Tes débuts dans l’électro ?

Nicolas Godin (futur membre de Air) m’a donné mes premières leçons de basse sur les partitions les plus faciles de Joy Division. Ensuite avec Jean-Benoit Dunckel (Air encore) nous avons monté un groupe au lycée : Orange. Nicolas nous y a rejoints quelque temps plus tard puis nous avons splitté devant l’indifférence des maisons de disques. J’ai continué l’aventure avec Nicolas et nous avons découvert les samplers. Nous nous sommes naturellement propulsés vers la musique électronique.

Comment décrirais-tu l’époque de la french touch avec du recul ?

La sensation d’avoir un savoir artistique que les majors n’avaient pas.

Nous avions besoin d’elles pour nous faire exister sur le marché de la musique mais elles ne comprenaient pas forcément notre musique, nous étions donc totalement libre artistiquement.

Tu as fait un retour fracassant avec le track Dust, playlisté par Justice ou MSTRKRFT. Est-ce que ça a changé des choses dans ta carrière actuelle?

Oui parce que je me suis dit que ma musique continuait à toucher les jeunes producteurs à la recherche et à la pointe du nouveau son. Ça a conforté ma légitimité dans la musique électronique et m’a donc poussé à ne pas lâcher l’affaire après quelques années où beaucoup ont cru l’electro enterrée.

Non parce qu’un titre comme celui-là même plébiscité par Soulwax ou Justice restera toujours de la musique underground. Cela reste finalement très confidentiel.

Quelle est ton actualité chaude?

Beaucoup de remixes pour Fischerspooner, Kitsuné, Autokratz, Ladyhawke (Modular), Dada Life, Sharam Jey & Princess Superstar. Mon nouveau maxi  Belmondo EP et le second volume de mon skeud Aurora.

Plutôt Live ou Dj set?

Difficile de choisir… C’est pour moi deux choses vraiment différentes. DJ c’est faire partager de la musique avec des gens pour un plaisir commun mais ce n’est pas artistique, c’est juste beaucoup de satisfaction. Le live est une œuvre d’art : c’est plus compliqué mais quand ça fonctionne c’est encore bien plus fort.

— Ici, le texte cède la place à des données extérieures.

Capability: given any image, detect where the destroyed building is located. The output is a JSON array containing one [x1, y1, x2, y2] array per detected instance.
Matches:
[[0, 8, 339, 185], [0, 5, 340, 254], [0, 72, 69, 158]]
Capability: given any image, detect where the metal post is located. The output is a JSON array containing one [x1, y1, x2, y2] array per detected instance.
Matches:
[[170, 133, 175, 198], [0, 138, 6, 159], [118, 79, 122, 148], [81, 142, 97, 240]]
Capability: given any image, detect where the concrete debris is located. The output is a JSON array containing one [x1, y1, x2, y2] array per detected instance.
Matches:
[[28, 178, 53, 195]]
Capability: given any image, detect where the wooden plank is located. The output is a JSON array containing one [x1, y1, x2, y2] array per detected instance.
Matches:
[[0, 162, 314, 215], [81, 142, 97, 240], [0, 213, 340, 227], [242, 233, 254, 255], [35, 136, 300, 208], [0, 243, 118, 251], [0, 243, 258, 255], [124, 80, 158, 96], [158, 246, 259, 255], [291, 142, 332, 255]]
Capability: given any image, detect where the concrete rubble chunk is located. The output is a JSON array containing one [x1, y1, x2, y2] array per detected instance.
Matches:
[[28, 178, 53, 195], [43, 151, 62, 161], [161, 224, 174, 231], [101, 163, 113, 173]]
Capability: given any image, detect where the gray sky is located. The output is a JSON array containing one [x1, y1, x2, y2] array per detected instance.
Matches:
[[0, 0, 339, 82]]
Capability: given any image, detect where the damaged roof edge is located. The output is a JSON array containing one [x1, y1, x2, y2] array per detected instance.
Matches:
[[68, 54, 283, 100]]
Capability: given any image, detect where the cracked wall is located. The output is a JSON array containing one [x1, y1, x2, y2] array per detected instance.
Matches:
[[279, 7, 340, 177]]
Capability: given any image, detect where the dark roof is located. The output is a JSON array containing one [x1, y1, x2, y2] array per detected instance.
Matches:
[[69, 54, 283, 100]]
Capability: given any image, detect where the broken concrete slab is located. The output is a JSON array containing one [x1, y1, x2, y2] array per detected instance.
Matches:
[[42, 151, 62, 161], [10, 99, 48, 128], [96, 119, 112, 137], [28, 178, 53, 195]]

As-tu fait des remixes alimentaires?

J’ai remixé des gens dont je n’aimais pas particulièrement la musique. Bien sûr je l’ai fait parce que c’est mon métier mais j’y ai toujours pris du plaisir : le travail de studio est ce que j’aime par dessus tout.

De quel morceau es-tu le plus fier?

The Child parce qu’il était précurseur et Aurora pour sa simplicité.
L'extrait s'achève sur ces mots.